One of them has now been used deliberately as an offensive weapon In Iraq, in three different locations today. Chlorine gas, which was specifically outlawed after its use in World War I, has now seen a rebirth. It has also been used several other times by terrorists in Iraq in the last month or two.
The mainstream media, which was strident in its denunciations of the Bush administration for their insistence that Iraqi WMDs could fall into the hands of terrorists and be used against our toops and allies, have suddenly become extremely quiet, not mentioning the term "weapon of mass destruction" in any of their stories that I have seen about these attacks.
(...)
1.) "These gas attacks don't count as WMDs because the tanks they were in weren't specifically designed to be weapons."
2.) "They don't count because there's no proof Saddam had these particular tanks of chlorine before the invasion."
3.) "They don't count because there's no proof Saddam had these particular tanks of chlorine after the invasion."
(...)
5.) "Chlorine has peaceful uses as well as wartime uses, so these don't count as WMDs."
(...)
|
What is left to write?

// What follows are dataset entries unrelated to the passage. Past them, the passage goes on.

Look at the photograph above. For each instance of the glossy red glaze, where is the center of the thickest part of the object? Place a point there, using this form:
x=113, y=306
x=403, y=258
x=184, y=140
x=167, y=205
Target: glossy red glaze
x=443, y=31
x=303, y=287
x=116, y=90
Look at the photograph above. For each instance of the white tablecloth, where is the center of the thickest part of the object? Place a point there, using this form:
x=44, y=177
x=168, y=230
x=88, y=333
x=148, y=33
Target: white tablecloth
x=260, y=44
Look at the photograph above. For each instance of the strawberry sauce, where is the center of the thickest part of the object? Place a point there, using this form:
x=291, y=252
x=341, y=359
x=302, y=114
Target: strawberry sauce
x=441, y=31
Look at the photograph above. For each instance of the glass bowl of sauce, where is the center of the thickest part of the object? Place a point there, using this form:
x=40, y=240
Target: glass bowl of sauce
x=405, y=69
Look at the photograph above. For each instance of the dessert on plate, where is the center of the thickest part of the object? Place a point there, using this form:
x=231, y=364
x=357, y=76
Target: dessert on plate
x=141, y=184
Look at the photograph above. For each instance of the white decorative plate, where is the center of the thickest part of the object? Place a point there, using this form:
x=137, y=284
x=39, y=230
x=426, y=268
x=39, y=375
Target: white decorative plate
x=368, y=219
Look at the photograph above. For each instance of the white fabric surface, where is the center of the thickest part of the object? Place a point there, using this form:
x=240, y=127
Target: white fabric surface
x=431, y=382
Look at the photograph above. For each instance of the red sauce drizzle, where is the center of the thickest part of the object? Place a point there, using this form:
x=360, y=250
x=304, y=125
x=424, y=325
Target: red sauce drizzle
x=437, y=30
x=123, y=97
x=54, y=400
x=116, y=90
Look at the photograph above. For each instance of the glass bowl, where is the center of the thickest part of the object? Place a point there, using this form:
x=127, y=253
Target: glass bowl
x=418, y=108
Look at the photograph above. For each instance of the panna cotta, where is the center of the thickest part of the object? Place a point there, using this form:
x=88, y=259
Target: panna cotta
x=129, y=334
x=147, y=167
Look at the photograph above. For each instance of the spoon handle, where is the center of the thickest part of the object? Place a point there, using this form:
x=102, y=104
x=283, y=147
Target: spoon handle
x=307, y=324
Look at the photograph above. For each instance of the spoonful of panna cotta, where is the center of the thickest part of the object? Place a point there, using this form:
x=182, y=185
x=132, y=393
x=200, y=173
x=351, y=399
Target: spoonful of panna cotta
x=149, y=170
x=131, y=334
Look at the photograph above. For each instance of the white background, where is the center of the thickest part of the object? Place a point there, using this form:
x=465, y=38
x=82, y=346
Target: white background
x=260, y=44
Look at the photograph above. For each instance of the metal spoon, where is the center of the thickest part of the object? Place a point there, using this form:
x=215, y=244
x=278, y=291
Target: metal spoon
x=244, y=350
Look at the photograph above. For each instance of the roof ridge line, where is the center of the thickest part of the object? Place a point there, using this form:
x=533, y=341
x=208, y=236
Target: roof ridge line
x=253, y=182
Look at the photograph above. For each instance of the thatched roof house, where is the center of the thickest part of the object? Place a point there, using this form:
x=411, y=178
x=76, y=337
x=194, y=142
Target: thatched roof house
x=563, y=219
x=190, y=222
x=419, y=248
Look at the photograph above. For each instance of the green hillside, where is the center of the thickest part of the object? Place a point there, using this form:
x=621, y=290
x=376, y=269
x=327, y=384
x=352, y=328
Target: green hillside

You provided the arguments you adhere to, then destroyed them with the arguments of your opponents. This would be comical if it wasn't sad. It's just grotesque. Now please write the 3rd part of your internal debate, the one in which you try to refute the arguments of your opponen- I mean, your own arguments.
__________________
Client: In six days, do you hear me, six days, God made the world. And you are not bloody well capable of making me a pair of trousers in three months!
Tailor: But my dear Sir, my dear Sir, look at the world, and look at my trousers.